6/26/08

Remove Specified Characters from string.

Because this problem involves string manipulation and the string class is immutable, you’ll need to either convert the string to a character array or use a StringBuilder for your manipulations. Using an array will save you a lot of overhead, so that’s what you should use.

This problem breaks down into two separate tasks. For each character in str, you must determine whether it should be deleted. Then, if appropriate, you must delete the character. The second task, deletion, is discussed first.

Your initial task is to delete an element from an array. An array is a contiguous block of memory, so you can’t simply remove an element from the middle as you might with a linked list. Instead, you’ll have to rearrange the data in the array so it remains a contiguous sequence of characters after the deletion. For example, if you want to delete “c” from the string “abcd” you could either shift “a” and “b” forward one position (toward the end) or shift “d” back one position (toward the beginning). Either approach leaves you with the characters “abd” in contiguous elements of the array.

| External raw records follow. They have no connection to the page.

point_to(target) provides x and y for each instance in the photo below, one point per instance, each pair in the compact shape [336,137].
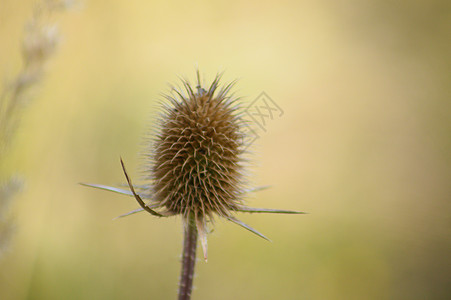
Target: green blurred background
[364,146]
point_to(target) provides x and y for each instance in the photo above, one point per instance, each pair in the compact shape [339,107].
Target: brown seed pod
[196,160]
[197,156]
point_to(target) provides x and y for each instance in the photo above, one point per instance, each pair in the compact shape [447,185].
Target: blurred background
[364,146]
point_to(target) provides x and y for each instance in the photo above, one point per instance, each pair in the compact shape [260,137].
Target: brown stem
[188,260]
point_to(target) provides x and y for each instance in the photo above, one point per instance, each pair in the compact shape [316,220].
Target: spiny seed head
[197,163]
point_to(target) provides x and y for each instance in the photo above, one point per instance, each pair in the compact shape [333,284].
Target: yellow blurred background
[364,146]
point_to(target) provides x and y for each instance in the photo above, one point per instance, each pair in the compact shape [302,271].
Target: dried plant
[196,167]
[39,43]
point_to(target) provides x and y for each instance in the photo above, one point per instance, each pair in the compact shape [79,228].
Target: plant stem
[188,260]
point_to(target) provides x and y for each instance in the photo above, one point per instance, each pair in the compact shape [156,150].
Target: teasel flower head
[197,158]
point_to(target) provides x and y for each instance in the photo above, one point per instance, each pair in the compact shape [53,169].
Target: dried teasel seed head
[197,163]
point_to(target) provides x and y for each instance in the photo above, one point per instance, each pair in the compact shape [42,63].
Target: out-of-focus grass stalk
[39,43]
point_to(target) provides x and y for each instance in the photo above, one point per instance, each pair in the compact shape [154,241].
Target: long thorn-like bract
[188,259]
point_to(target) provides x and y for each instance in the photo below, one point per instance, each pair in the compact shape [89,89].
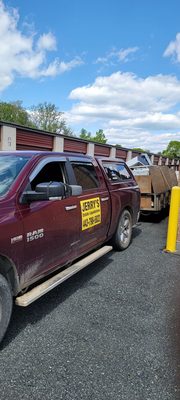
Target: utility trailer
[155,183]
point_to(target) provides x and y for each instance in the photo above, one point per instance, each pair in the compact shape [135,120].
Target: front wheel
[5,306]
[123,234]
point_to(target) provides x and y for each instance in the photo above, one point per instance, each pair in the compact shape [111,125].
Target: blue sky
[111,65]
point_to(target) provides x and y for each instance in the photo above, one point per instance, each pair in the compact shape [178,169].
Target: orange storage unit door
[26,140]
[100,150]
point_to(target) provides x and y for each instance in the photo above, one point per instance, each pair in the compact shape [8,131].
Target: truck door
[94,204]
[50,227]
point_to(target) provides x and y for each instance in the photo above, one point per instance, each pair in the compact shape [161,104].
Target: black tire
[123,234]
[5,306]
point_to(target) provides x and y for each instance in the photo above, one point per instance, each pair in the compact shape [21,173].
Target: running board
[38,291]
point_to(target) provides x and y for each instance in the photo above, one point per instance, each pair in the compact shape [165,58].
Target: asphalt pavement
[112,332]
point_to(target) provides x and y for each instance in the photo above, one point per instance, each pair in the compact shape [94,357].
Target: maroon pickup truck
[58,213]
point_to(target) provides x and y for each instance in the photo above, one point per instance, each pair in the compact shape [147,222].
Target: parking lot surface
[111,332]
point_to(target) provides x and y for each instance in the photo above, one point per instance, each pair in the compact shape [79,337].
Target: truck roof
[33,153]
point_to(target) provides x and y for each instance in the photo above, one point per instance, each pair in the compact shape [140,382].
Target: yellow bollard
[173,219]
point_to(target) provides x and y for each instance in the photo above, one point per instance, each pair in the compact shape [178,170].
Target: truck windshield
[10,167]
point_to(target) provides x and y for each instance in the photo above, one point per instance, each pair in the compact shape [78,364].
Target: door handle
[104,198]
[69,208]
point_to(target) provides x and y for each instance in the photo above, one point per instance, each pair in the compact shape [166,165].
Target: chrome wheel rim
[125,229]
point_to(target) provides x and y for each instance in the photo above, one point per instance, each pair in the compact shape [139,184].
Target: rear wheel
[123,234]
[5,306]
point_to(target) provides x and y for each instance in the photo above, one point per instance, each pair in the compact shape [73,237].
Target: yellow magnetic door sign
[90,212]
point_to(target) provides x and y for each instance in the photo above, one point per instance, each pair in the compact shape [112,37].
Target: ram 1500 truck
[58,213]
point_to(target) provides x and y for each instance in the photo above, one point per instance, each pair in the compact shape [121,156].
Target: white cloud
[117,56]
[133,111]
[173,49]
[26,54]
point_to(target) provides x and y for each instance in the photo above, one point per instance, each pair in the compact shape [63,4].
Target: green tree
[15,112]
[99,136]
[173,149]
[140,150]
[47,117]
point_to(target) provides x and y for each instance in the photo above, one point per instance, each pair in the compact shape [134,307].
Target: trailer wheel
[123,234]
[5,306]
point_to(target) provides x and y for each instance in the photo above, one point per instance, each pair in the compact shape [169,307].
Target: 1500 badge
[34,235]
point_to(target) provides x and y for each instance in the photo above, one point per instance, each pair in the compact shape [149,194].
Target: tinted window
[116,172]
[51,172]
[10,167]
[85,174]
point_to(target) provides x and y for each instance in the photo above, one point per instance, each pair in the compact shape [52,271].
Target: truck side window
[116,172]
[51,172]
[85,174]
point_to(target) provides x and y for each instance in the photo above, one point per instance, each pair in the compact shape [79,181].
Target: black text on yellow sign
[90,212]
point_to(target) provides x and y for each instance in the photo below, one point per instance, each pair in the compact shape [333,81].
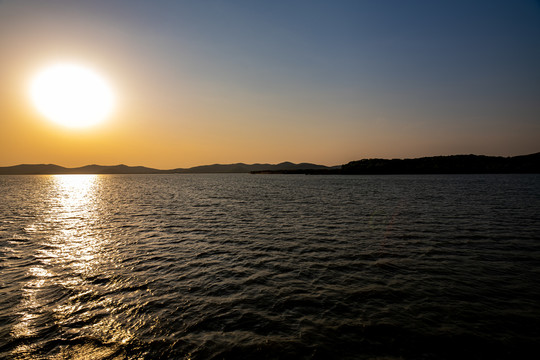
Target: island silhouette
[452,164]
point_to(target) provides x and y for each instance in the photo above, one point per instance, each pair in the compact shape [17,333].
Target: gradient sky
[202,82]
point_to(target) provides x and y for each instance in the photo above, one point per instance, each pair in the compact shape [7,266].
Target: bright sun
[72,95]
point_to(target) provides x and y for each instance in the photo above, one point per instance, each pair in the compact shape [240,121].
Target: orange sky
[322,84]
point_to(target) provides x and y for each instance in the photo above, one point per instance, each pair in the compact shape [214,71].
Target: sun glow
[72,95]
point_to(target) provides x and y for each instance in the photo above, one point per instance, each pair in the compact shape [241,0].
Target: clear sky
[202,82]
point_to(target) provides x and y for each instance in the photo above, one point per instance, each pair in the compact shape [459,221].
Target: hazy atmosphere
[269,81]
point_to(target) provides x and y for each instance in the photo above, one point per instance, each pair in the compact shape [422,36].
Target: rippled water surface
[269,267]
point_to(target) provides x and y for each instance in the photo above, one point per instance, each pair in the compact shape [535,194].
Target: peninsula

In addition to shifting the data, you need to decrease the size of the string by one character. If you shift characters before the deletion forward, you need to eliminate the first element; if you shift the characters after the deletion backward you need to eliminate the last element. Because you’re already keeping track of the string’s length (strings are not null-terminated as they are in C), shifting characters backward and decrementing the string length is the cleanest choice.

How would the proposed algorithm fare in the worst-case scenario in which you need to delete all the characters in str? For each deletion, you would shift all the remaining characters back one position. If str were n characters long, you would move the last character n – 1 times, the next to last n – 2 times, and so on, giving worst-case O(n2) for the deletion. Moving the same characters many times seems extremely inefficient. How might you avoid this?


Tip

If you start at the end of the string and work back toward the beginning, it’s somewhat more efficient but still O(n2) in the worst case.

What if you allocated a temporary string buffer and built your modified string there instead of in place? Then you could simply copy the characters you need to keep into the temporary string, skipping the characters you want to delete. When you finish building the modified string, you can copy it from the temporary buffer back into str. This way, you move each character at most twice, giving O(n) deletion. However, you’ve incurred the memory overhead of a temporary buffer the same size as the original string, and the time overhead of copying the modified string back over the original string. Is there any way you could avoid these penalties while retaining your O(n) algorithm?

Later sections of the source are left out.